This weekend, a friend and I went to a one-man play starring Charles Dickens’s great-great grandson. Seeing him was the main draw, I admit. I went knowing little about the play itself, except that one of my writer friends (Michelle Griep) had loved it. Two other friends had also seen it, but warned me their husbands had nodded off during the show. So, I went with no “great expectations,” but rather moderate hopes to enjoy the performance and meet a descendant of a writer I have long admired.
You are no doubt familiar with Charles Dickens and his many famous tales, like A Christmas Carol, Oliver Twist, or Great Expectations. (The length of many of his books is daunting, I know. If you haven’t already, you really should at least watch some of the miniseries based on them, like David Copperfield, Little Dorrit, Our Mutual Friend, Nicholas Nickleby, and the sublime Bleak House.)

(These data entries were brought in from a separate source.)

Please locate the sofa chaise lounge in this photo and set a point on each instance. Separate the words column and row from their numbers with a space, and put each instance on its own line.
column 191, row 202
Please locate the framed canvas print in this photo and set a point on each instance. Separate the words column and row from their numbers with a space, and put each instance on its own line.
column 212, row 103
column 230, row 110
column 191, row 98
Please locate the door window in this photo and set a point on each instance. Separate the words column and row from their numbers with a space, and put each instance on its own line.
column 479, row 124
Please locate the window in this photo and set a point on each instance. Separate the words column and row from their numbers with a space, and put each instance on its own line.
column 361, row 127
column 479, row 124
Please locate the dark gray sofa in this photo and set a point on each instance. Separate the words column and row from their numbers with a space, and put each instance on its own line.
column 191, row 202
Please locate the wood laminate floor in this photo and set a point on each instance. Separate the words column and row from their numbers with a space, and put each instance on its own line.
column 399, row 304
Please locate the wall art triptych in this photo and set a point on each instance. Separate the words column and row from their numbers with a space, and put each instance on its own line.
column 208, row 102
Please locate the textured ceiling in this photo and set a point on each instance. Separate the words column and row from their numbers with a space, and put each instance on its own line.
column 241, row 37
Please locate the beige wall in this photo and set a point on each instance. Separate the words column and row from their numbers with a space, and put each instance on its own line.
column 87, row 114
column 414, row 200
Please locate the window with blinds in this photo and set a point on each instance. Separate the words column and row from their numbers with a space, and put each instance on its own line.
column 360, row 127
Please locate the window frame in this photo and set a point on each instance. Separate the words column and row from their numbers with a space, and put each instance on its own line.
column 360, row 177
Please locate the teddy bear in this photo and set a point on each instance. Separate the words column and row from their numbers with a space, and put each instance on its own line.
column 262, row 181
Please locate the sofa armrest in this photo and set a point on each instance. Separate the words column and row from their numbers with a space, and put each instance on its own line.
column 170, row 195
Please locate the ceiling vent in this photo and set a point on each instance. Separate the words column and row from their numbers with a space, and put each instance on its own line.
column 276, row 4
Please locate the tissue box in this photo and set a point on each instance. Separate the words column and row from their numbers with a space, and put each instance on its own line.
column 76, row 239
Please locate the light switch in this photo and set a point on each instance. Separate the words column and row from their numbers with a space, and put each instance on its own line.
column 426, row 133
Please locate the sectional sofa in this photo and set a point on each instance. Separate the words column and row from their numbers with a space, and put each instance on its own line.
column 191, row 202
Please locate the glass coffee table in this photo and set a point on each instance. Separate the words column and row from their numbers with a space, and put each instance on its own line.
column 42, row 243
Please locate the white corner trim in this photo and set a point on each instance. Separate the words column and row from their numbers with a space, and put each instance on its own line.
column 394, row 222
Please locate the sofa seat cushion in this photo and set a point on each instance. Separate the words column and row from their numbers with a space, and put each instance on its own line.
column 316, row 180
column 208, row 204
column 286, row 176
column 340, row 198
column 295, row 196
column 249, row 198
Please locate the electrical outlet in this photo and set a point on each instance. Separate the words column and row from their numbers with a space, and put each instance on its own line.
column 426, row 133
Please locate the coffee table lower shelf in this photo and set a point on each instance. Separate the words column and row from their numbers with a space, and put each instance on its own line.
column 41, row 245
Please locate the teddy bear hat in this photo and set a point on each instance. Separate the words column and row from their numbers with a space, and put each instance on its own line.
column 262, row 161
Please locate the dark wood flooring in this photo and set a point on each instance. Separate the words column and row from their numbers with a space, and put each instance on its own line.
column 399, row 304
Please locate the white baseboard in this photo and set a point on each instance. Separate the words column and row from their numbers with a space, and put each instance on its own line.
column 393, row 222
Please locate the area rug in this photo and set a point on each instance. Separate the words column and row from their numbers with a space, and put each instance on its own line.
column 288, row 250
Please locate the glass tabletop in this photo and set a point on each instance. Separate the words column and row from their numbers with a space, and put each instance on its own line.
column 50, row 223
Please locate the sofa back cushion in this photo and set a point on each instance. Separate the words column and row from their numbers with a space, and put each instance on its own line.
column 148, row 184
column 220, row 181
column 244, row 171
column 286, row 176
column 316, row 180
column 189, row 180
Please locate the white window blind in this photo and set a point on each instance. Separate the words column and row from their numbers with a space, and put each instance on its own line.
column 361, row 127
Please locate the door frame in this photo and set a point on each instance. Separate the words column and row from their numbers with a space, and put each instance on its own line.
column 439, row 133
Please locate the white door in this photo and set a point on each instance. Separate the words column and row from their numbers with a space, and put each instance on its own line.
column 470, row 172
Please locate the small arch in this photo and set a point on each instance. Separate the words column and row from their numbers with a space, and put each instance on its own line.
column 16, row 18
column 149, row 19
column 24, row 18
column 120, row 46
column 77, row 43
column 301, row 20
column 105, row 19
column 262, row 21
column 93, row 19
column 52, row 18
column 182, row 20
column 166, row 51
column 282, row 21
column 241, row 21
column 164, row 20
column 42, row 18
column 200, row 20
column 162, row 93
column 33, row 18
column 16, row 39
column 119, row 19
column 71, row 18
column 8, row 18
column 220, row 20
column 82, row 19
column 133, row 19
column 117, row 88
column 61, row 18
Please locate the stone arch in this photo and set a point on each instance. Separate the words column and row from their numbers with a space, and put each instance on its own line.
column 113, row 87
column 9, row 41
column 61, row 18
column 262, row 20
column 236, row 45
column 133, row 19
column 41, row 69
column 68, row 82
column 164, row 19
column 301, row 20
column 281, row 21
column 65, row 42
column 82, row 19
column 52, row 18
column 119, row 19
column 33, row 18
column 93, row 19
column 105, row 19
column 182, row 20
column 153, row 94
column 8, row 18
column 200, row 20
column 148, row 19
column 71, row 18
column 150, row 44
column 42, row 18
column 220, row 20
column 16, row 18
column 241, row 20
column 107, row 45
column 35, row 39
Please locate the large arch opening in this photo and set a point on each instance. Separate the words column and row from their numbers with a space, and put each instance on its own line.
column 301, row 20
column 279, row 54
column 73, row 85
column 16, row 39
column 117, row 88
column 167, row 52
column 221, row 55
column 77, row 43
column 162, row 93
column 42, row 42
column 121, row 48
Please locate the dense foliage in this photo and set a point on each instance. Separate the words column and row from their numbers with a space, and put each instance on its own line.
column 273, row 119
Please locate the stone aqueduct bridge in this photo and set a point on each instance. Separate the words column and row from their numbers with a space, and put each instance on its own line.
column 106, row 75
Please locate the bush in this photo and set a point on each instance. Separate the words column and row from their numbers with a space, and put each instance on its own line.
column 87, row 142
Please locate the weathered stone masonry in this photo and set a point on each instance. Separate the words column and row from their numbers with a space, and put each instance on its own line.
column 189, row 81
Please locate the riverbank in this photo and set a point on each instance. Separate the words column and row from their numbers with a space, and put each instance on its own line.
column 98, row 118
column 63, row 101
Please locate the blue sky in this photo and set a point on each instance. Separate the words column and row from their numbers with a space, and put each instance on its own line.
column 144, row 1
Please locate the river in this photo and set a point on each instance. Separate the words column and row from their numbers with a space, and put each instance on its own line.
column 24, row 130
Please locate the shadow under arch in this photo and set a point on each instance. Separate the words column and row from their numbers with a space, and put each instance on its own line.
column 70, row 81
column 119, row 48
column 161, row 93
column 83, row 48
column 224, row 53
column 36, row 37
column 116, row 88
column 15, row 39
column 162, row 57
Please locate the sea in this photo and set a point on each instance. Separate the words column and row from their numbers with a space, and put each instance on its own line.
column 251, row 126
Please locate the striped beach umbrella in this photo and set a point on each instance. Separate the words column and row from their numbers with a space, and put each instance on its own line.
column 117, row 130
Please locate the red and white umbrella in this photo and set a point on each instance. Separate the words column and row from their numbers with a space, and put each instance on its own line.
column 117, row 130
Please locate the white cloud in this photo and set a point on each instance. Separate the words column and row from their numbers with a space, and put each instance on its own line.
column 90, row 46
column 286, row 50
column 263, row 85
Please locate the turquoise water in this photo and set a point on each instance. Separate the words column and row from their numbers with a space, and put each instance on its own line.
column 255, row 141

But have you heard of one called, The Life of Our Lord? I had not. It was the last Dickens book to be published and not until 1934, more than 60 years after Dickens’s death. It is a “children’s New Testament,” written for his own children (he fathered 10) and never intended for publication, only to be read aloud every Christmas for his family.
The slim volume is the inspiration behind and the subject of the play called “To Begin With,” and its run here in Minneapolis was its world premier. The idea for the play was proposed by its producer, a lifelong Dickens fan who found himself wondering and imagining why Dickens had written it. In his words, “If he thought it was important that his children know about the life of Christ, why not give them a Bible and say, ‘Here, read this!’” The play, written with Jeffrey Hatcher, is their attempt to answer the question of why Dickens wrote the book and in what circumstances. The result is a well-written, wonderfully acted, faith-affirming, and funny play. I had not expected a gospel-centered performance or one so reverent. The play exceeded my expectations on every level. And neither of us nodded off once. 🙂
The fact that it starred a great-great grandson of Charles Dickens, who graciously met audience members after the show? A close encounter of the coolest kind. Not only is Gerald Dickens a talented and charming actor, but he even agreed to sign a few of his great-great grandfather’s books for me.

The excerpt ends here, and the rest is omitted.